What is the probability that a12-digit bit string has at least eight ones but begins and ends in zero? (Hint: break it up into cases)

The last 2 have me a bit puzzled as I am not sure where to begin. Could someone tutor me.

 

[pka]

[QUOTE="vertex, post: 535246, member: 92038"
What is the probability that a12-digit bit string has at least eight ones but begins and ends in zero? (Hint: break it up into cases)[/QUOTE]
Lets play the back-of-the-book game. The textbook has the answers. So we look the answer up.
We see \(\displaystyle\sum\limits_{k = 8}^{10} {\frac{{10!}}{{k!(10 - k)!}}} \), What the heck?
Well you explain it!

 

[lex]

We see \(\displaystyle\sum\limits_{k = 8}^{10} {\frac{{10!}}{{k!(10 - k)!}}} \), What the heck?
Well you explain it!

Probability

 

[vertex]

Would that be [math]12![/math] / [math]8!(12-8)![/math] = [math]12![/math] / [math]8!4![/math] = [math]12*11*10*9[/math] / [math]4*3*2*1[/math] = [math]11880 / 24[/math] = [math]49.17[/math]

 

[lex]

What is the probability that a12-digit bit string has exactly five ones but begins and ends in zero?(Hint: Remember, all of the different 1’s and 0’s are indistinguishable from one another.)

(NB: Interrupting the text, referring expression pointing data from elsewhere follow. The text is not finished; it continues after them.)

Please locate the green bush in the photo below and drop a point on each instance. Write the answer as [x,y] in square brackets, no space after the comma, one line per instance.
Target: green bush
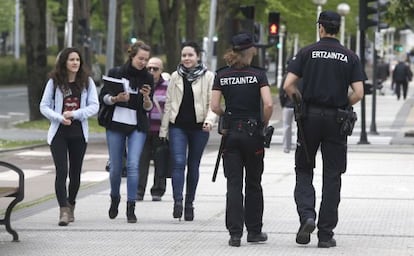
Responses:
[12,71]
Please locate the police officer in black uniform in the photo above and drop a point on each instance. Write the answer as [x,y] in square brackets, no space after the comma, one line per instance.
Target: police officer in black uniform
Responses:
[248,108]
[327,70]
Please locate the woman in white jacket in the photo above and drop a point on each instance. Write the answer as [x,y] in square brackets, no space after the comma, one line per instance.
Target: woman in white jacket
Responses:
[69,99]
[187,122]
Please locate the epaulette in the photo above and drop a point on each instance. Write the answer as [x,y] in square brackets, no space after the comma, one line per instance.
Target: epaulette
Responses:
[257,67]
[222,68]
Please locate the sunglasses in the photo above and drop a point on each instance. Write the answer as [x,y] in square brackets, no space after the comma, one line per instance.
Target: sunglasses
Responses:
[153,69]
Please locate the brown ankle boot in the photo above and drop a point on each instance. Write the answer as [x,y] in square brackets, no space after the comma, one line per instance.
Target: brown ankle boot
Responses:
[64,216]
[71,213]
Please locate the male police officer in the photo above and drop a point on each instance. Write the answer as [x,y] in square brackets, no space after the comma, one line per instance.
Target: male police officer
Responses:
[327,69]
[246,91]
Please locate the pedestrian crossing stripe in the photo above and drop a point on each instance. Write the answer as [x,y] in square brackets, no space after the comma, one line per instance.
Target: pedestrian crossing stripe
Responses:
[90,176]
[47,154]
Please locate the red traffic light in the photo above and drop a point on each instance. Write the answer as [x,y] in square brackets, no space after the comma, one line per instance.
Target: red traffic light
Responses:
[274,19]
[273,29]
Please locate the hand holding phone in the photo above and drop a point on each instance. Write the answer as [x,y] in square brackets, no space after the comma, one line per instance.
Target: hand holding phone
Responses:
[145,90]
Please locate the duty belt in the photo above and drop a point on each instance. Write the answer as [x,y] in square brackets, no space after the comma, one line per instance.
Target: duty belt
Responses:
[314,109]
[250,126]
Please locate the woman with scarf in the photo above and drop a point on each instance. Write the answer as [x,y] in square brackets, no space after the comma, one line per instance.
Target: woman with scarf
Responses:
[187,121]
[128,126]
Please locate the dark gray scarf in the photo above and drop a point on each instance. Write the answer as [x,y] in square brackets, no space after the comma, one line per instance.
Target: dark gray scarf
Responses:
[191,74]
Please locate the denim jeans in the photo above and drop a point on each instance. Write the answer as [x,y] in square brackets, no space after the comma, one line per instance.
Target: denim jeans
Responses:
[180,140]
[116,146]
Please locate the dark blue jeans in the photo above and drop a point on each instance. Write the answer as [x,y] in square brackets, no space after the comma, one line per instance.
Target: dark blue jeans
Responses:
[186,148]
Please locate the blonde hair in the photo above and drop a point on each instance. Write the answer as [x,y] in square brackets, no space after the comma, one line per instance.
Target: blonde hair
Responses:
[134,48]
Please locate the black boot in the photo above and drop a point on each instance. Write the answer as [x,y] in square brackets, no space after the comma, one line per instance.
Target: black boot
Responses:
[178,210]
[113,210]
[188,212]
[131,212]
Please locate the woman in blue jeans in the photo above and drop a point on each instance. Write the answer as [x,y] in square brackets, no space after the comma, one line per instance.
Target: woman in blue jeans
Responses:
[187,122]
[128,124]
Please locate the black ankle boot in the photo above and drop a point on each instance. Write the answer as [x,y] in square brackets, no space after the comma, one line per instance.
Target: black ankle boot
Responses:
[131,212]
[113,209]
[178,210]
[189,212]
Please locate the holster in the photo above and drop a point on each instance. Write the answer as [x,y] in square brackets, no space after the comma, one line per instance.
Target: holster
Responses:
[249,126]
[347,118]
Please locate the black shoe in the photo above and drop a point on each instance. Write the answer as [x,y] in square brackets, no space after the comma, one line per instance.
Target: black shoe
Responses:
[306,228]
[131,212]
[234,241]
[256,237]
[189,213]
[178,210]
[327,244]
[113,209]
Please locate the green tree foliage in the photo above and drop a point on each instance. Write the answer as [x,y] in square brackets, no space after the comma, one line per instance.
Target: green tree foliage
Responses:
[7,12]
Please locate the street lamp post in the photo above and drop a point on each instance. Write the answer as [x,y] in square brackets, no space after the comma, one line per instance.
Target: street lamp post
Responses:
[343,9]
[280,57]
[319,4]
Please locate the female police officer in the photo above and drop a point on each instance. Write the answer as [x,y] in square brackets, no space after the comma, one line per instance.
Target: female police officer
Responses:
[243,88]
[327,70]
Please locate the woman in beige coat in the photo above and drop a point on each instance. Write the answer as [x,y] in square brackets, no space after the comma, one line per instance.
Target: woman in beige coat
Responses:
[187,122]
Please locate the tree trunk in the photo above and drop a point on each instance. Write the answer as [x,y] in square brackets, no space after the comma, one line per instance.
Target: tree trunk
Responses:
[140,24]
[191,19]
[36,60]
[82,26]
[226,11]
[119,58]
[169,19]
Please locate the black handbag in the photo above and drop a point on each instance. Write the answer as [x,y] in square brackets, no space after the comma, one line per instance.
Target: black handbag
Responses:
[162,159]
[105,114]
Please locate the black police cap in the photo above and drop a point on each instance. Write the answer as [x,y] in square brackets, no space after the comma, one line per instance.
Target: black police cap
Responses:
[242,41]
[329,18]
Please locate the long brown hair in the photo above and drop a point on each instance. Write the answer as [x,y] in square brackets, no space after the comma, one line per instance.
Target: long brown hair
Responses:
[60,72]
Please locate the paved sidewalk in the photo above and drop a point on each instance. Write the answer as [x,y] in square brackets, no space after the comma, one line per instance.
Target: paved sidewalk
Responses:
[375,214]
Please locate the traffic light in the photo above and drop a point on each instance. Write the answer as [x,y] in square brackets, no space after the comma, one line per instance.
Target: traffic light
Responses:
[371,13]
[274,20]
[398,47]
[247,11]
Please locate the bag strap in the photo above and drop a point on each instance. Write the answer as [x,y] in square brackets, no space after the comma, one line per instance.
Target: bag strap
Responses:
[157,105]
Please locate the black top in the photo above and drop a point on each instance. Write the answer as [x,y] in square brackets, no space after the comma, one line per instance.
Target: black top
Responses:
[402,73]
[327,69]
[241,90]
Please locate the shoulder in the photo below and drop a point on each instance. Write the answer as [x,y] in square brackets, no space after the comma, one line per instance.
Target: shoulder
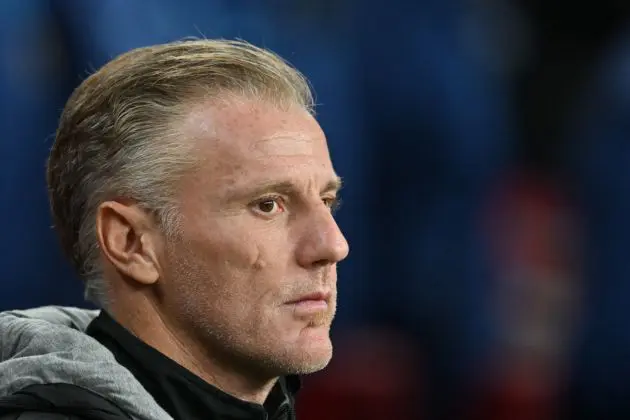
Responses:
[39,415]
[58,402]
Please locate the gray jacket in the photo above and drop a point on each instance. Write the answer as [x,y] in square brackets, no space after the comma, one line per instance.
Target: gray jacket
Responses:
[48,346]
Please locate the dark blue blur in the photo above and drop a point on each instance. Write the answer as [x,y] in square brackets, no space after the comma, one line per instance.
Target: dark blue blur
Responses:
[419,101]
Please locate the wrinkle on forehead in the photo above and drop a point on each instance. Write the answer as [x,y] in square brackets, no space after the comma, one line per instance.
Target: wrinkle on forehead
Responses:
[284,144]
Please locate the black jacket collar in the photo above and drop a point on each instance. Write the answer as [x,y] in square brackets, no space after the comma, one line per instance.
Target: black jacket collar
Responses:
[181,393]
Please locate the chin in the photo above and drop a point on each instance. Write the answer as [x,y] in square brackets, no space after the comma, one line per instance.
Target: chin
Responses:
[312,354]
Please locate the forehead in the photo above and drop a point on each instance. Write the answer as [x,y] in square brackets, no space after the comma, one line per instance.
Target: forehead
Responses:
[243,140]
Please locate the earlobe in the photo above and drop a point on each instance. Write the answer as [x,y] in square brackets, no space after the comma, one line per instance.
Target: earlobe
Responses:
[127,241]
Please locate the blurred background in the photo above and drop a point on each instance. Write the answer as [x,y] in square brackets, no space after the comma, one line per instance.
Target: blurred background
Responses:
[487,197]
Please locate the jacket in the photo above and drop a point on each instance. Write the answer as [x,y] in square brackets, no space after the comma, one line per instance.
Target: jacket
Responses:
[51,369]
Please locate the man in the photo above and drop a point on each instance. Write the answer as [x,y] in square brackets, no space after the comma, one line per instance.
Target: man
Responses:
[193,190]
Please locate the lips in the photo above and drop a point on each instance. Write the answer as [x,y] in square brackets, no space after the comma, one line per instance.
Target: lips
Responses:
[312,297]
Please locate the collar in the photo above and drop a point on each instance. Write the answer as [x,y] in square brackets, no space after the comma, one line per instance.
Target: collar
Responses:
[178,391]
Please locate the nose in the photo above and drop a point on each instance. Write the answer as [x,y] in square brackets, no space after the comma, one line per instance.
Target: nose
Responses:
[322,241]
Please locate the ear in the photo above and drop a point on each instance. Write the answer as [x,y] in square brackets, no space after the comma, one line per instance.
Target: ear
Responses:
[129,240]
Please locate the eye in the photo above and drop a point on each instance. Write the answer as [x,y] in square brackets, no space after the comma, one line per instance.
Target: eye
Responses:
[269,206]
[332,203]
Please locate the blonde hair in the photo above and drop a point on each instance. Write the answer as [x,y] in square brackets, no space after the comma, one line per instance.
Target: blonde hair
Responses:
[117,135]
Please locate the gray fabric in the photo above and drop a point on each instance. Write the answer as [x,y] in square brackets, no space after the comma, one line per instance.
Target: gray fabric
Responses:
[48,345]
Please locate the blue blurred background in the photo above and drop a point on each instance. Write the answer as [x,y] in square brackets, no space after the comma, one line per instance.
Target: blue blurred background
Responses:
[487,199]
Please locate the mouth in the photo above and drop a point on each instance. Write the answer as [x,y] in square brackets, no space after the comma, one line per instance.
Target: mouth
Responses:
[311,303]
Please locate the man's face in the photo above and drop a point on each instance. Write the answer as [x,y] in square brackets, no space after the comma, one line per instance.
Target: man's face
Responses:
[253,272]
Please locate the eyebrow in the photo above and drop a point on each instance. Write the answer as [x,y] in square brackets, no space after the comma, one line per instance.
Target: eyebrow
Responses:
[283,187]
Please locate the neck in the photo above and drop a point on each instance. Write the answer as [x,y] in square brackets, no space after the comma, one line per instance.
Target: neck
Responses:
[147,323]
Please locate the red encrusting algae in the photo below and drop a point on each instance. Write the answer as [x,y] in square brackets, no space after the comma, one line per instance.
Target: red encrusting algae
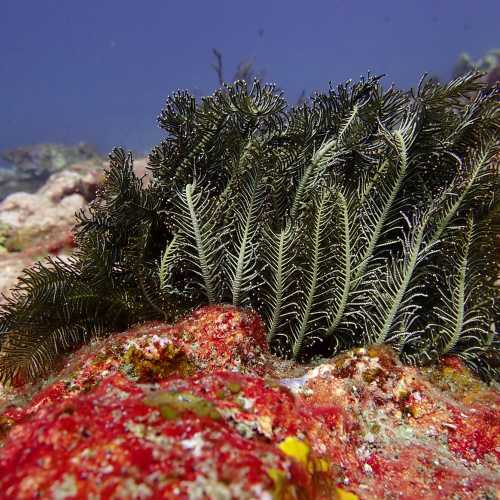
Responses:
[201,409]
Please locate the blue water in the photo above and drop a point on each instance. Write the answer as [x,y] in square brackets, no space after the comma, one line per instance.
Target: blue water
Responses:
[99,71]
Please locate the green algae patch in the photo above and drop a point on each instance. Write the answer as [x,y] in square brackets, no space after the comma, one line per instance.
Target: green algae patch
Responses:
[173,405]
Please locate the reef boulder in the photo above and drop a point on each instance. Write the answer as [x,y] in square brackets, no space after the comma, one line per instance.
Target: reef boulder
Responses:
[201,409]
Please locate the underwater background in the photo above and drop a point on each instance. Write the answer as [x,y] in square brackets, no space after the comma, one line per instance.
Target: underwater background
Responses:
[99,72]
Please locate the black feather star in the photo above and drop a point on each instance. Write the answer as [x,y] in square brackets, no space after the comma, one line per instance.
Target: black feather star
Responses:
[361,216]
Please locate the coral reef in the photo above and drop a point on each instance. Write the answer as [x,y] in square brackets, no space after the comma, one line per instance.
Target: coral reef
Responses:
[154,412]
[27,168]
[364,216]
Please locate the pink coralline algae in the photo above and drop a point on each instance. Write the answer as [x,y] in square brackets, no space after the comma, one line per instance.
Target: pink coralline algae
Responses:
[201,410]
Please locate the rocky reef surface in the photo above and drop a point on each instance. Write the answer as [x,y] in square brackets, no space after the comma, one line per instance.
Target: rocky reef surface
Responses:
[34,225]
[201,409]
[28,168]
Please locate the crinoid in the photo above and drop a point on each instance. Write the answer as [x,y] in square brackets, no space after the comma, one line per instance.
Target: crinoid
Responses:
[361,216]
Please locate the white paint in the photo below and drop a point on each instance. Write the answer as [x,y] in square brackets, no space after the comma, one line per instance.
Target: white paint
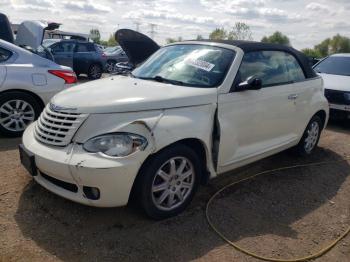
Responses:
[253,125]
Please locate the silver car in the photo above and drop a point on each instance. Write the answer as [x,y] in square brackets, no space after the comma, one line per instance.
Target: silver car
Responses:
[27,83]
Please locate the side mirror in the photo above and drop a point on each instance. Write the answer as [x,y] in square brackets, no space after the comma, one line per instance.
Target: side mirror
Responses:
[252,83]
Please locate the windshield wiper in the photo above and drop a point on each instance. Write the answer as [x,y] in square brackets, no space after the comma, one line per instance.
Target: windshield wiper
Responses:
[163,80]
[170,81]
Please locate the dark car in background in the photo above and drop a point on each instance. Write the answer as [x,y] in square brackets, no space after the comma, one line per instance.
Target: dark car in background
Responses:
[83,57]
[113,56]
[335,71]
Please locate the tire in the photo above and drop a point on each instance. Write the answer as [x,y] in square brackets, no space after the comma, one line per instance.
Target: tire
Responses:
[110,66]
[150,181]
[17,111]
[310,138]
[95,72]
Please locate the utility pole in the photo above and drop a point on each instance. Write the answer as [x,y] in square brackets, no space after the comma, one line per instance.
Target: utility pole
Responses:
[137,25]
[153,31]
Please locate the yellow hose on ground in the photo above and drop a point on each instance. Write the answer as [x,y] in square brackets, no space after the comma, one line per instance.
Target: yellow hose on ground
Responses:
[252,254]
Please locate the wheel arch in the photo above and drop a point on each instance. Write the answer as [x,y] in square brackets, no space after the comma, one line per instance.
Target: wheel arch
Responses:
[323,115]
[195,144]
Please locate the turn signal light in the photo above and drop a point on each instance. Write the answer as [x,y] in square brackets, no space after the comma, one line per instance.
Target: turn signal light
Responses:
[68,76]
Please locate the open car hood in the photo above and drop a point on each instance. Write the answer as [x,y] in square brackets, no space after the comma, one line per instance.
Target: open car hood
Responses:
[138,47]
[5,29]
[31,33]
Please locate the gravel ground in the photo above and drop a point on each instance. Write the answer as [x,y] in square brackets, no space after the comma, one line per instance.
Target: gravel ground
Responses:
[284,215]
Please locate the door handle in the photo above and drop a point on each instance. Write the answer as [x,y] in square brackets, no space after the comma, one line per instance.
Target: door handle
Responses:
[293,97]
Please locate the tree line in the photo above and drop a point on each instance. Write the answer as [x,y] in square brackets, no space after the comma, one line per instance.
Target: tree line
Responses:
[242,31]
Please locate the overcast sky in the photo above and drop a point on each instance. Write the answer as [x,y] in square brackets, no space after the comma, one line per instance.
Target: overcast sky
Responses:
[306,23]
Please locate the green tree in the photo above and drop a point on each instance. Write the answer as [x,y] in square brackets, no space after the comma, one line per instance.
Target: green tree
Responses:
[310,52]
[95,35]
[218,34]
[276,38]
[111,41]
[240,31]
[199,37]
[323,48]
[340,44]
[337,44]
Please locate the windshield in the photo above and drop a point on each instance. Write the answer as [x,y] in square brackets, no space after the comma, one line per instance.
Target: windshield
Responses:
[190,65]
[335,65]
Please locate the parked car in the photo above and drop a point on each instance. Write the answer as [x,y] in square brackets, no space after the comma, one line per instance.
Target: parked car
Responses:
[335,71]
[27,83]
[192,111]
[50,41]
[114,57]
[83,57]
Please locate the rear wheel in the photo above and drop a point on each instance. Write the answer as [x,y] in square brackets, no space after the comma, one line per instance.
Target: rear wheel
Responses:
[95,72]
[310,137]
[17,111]
[169,181]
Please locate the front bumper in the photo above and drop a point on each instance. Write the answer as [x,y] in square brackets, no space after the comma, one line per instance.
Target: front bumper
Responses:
[72,165]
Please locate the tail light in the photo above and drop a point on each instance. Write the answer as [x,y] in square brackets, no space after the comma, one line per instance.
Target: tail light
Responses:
[68,76]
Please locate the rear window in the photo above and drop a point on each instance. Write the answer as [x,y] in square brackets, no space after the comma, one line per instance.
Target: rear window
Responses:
[335,65]
[4,54]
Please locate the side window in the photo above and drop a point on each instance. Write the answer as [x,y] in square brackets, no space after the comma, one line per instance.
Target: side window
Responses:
[63,48]
[296,73]
[82,48]
[272,67]
[91,47]
[4,54]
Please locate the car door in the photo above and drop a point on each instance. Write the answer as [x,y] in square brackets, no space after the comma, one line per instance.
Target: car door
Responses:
[63,53]
[83,56]
[256,122]
[4,56]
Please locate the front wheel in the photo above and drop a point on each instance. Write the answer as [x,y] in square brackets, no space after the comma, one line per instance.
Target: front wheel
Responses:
[169,181]
[311,136]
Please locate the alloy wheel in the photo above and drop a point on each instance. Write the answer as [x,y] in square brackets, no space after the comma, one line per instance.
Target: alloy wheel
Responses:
[16,115]
[173,183]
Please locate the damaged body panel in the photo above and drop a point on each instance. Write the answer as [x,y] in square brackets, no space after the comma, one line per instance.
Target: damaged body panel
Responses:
[190,112]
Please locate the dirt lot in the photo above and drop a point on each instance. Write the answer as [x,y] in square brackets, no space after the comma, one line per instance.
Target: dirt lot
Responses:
[287,214]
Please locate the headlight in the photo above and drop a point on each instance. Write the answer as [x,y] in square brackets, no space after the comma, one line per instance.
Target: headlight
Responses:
[117,144]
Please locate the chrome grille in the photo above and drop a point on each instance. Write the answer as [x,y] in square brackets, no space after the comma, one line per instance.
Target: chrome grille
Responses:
[57,128]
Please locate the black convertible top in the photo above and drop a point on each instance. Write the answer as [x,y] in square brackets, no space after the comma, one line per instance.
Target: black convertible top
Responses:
[250,46]
[5,29]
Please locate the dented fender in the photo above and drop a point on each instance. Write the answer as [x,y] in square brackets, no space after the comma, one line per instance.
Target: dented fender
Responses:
[161,128]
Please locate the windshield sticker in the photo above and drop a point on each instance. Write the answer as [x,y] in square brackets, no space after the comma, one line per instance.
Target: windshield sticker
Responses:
[204,65]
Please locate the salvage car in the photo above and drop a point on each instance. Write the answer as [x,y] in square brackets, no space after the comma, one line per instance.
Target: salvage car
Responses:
[190,112]
[83,57]
[114,56]
[130,42]
[27,83]
[335,71]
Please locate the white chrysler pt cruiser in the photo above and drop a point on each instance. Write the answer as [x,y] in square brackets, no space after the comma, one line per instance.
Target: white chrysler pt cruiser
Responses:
[191,111]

That effectively means you have 10 spaces into which you can put five ones. Work out how many arrangements there are for this and divide by 4096 to get the probability.
(Assuming all 4096 strings are equally likely to occur).

 

[lex]

Your post appeared after I made my post. Do you know how many combinations there are when choosing 5 objects from 10?